37-Jährige soll Geld an Mitglieder von Dschihadistenmiliz überwiesen haben

Die Generalstaatsanwaltschaft Düsseldorf hat eine mutmaßliche Unterstützerin der Dschihadistenmiliz IS angeklagt.

Wesel - Die 37-jährige türkische Staatsangehörige soll einem Familienangehörigen und dessen Ehefrau, die sich gemeinsam dem IS angeschlossen haben sollen, Geld überwiesen haben, wie die Generalstaatsanwaltschaft am Mittwoch mitteilte. Insgesamt soll sie den beiden 2200 Euro übermittelt haben.

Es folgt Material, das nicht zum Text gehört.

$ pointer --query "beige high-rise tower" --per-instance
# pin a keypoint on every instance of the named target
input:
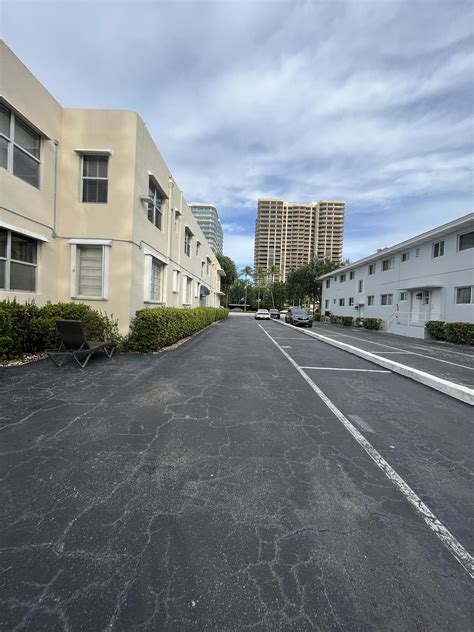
(289, 234)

Das Geld habe sie im Zeitraum von August 2018 bis Februar 2019 überwiesen. Von der Mitgliedschaft der beiden Geldempfänger in einer ausländischen terroristischen Vereinigung soll die Beschuldigte gewusst haben, wie die Staatsanwaltschaft erklärte. Durch die Überweisungen habe sie die Unterstützung der Dschihadistenmiliz zumindest billigend in Kauf genommen.

Die Unterstützung einer terroristischen Vereinigung wird bei einer Verurteilung mit einer Freiheitsstrafe von sechs Monaten bis zu zehn Jahren bestraft. Über die Zulassung der Anklage entscheidet das Oberlandesgericht Düsseldorf. Die beschuldigte 37-Jährige befindet sich auf freiem Fuß.